Man I remembered something similar I had tried working on in 2018, but gave up a...

yorwba · on March 15, 2024

I'm not seeing the connection. This work is about low-level optimization of matrix multiplication. The repo you linked seems to be about replacing back-propagated gradients with a cheaper estimate. What's the similarity you see between these two?

ixaxaar · on March 15, 2024

Correct, I think I mistook it as "use a small neural net to approximate matrix multiplication" instead it seems as "use cheaper replacements of matrix mul without much acc loss".

Wellll that means I can give dni another try :D

jebarker · on March 15, 2024

This feels like a "no free lunch" situation. I would imagine that any time saving in approximating the gradients this way would be lost to needing to train for more iterations due to the loss in gradient accuracy. Is that not the case?

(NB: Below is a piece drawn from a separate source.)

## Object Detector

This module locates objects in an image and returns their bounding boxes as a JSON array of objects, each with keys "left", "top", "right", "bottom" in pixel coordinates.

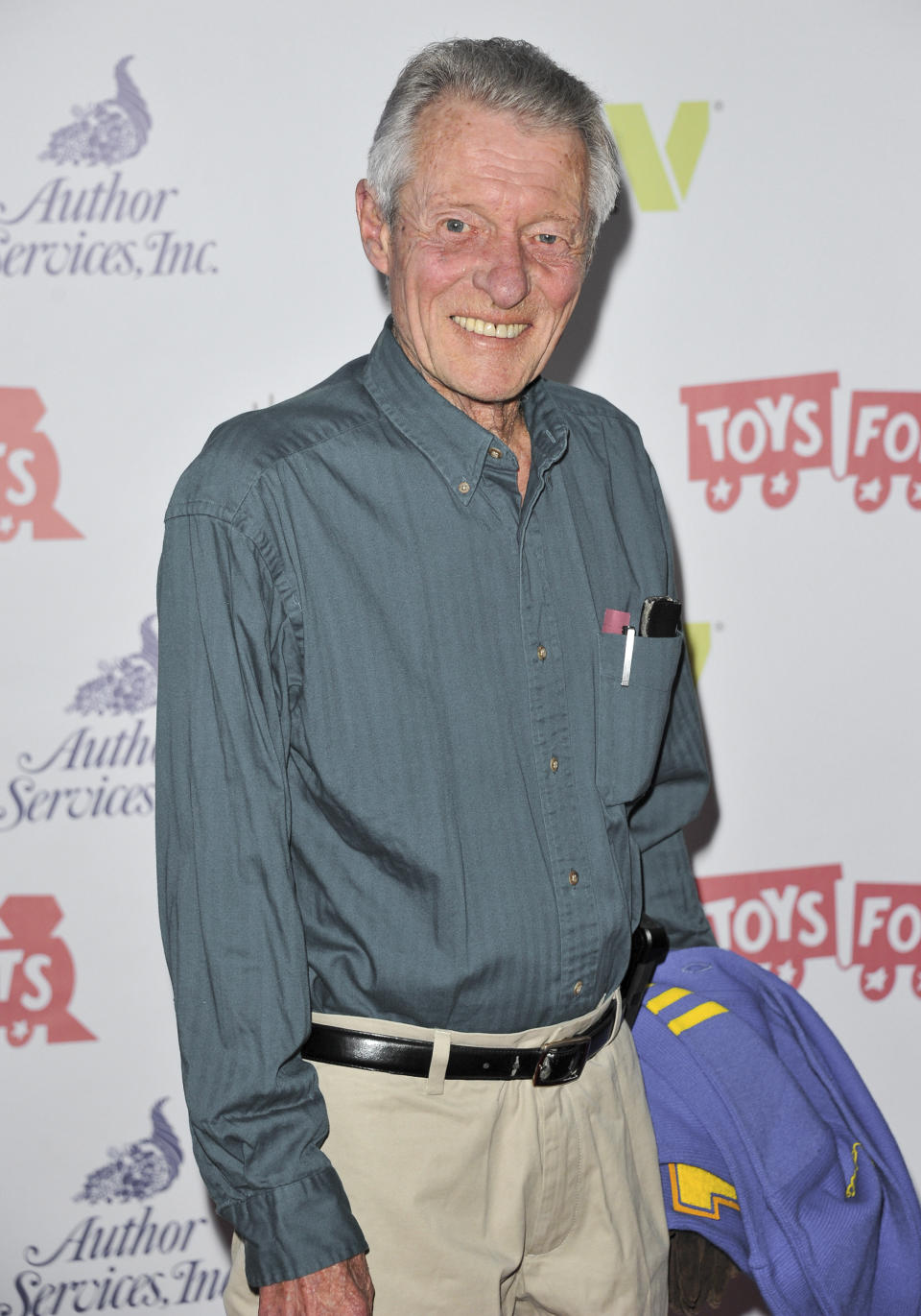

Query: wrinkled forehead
[{"left": 404, "top": 95, "right": 588, "bottom": 203}]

ixaxaar · on March 15, 2024

I think that's the reason for its dead end.

However if this is really the biological analogue of credit assignment, this might scale better than training llms from scratch every time. Even if say it could approx gradients to a certain degree given a new network, normal backprop could further tune for a few epochs or so dramatically reducing overall training costs.

rollingtide · on March 15, 2024

Unrelated to the technical discussion but I was wondering what you made that architecture gif with? Looks neat!

ixaxaar · on March 15, 2024

I think that image is from the paper and was not created by me. Looks cool indeed!